— Не надо извиняться, — я предлагаю ей пожать руку в знак перемирия, но маленькая Анна бросается в атаку. Она опускает меня на пол и забирается мне на колени, прижимаясь к моей груди. Такое ощущение, что меня пнули под живот, только не больно. Это скорее ощущение цветения и жжения. Прилив жара, который выбивает мое сердце и прижимает его к горлу. Медленно и с особой осторожностью я обнимаю Анну за плечи.
— Я рада, что тебе стало лучше, — говорю я, но мой голос становится хриплым. Она сжимает сильнее, и я закрываю глаза, отчаянно пытаясь сохранить это чувство, эту целостность, пока резкий лязг металла не заставляет мои веки распахнуться.
Я отрываюсь от Анны, Мари ругается, и Йоссе вскакивает на ноги.
— Невероятно! — капитан полиции стоит на входе в канализационную камеру, его меч дрожит у его ног.
Все во мне сжимается.
Йоссе не успеет сдержать обещание.
Уже утро. И офицер вернулся, чтобы убить меня.
10
ЙОССЕ
— Может, объяснишь, почему твои сестры обнимают нашу пленницу? — Дегре кипит.
— Ты вовремя пришел, — вмешивается Людовик. — Это возмутительно. Бастард…
— Она исцелила девочек, — вмешиваюсь я, гладя голову Франсуазы, робко улыбаясь Дегре. Надеясь, что этого объяснения ему хватит.

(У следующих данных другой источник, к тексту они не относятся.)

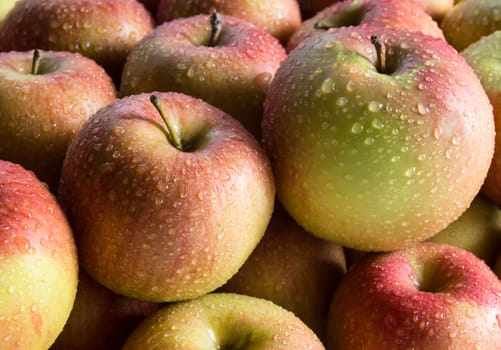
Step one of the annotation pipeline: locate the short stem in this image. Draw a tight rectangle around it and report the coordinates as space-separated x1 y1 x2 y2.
371 35 386 73
31 50 40 75
150 95 183 151
209 10 223 46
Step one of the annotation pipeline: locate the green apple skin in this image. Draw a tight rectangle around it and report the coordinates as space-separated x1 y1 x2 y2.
327 242 501 350
120 15 286 139
440 0 501 51
428 194 501 266
0 0 154 84
0 51 116 193
220 205 346 340
123 293 325 350
60 93 275 302
157 0 301 45
287 0 444 52
461 30 501 207
0 160 78 350
262 27 495 250
50 271 162 350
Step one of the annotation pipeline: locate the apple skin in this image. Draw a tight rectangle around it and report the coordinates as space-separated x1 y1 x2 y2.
50 271 162 350
461 30 501 207
287 0 444 52
440 0 501 51
0 0 154 84
120 15 286 139
262 27 495 250
60 93 275 302
220 205 346 340
328 242 501 350
0 51 116 193
122 293 325 350
0 160 78 350
157 0 301 45
428 194 501 266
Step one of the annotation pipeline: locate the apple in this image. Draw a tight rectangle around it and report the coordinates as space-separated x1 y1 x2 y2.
440 0 501 51
50 271 162 350
60 92 275 302
122 293 324 350
428 194 501 265
220 205 346 340
461 29 501 207
287 0 444 52
0 0 154 84
327 242 501 350
120 12 286 139
262 27 495 250
0 160 78 350
157 0 301 45
0 50 116 193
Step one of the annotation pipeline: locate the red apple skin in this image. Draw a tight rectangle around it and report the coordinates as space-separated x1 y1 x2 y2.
328 243 501 350
50 271 162 350
60 93 275 302
287 0 444 52
0 0 154 83
0 160 78 350
157 0 301 45
0 50 116 193
221 205 346 340
120 15 286 139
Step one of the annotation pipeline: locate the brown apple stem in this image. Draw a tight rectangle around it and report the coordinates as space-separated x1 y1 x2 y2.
31 50 40 75
150 95 183 151
209 10 223 46
371 35 386 73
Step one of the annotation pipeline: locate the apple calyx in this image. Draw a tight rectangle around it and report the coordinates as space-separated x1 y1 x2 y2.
150 95 184 151
208 10 223 47
31 49 40 75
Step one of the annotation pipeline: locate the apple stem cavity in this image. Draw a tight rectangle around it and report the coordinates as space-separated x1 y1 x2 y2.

Надеясь, что он передумает.
Его лицо искажает гнев, да, но неожиданные эмоции мерцают под поверхностью. Обида блестит в его глазах. Предательство капает с опущенных уголков рта.
Это намного хуже.
Я ослабляю воротник, но не могу дышать. Сердце стучит так сильно, что мадам Бисет, наверное, слышит в кондитерской. Дегре медленно склоняется и поднимает рапиру. Когда он выпрямляется, у него стальное лицо. Он поправляет хватку на рапире и сжимает зубы. У меня меньше десяти секунд, чтобы принять решение, прежде чем Дегре сделает это за меня.
Я бросаю взгляд на Мирабель, и она смотрит в ответ, ее глаза круглые, как блюдца. «Ты обещал», — кричит она, не говоря ни слова.
Губа Франсуазы за ней начинает дрожать. Анна хватает Мирабель за руку. Я знаю, что сделали бы мой отец или его министры: вырвали бы обещанную свободу из ее рук, как куски хлеба, которые они обещали крестьянам. Но не таким я хочу быть. Я из королевской семьи другого рода, и если я хочу, чтобы девочки последовали моему примеру, я должен быть первым. Выступить за что-нибудь.
«Будь сильным, Йоссе».
Я выдыхаю, вытираю липкие ладони о штаны и шагаю к Дегре.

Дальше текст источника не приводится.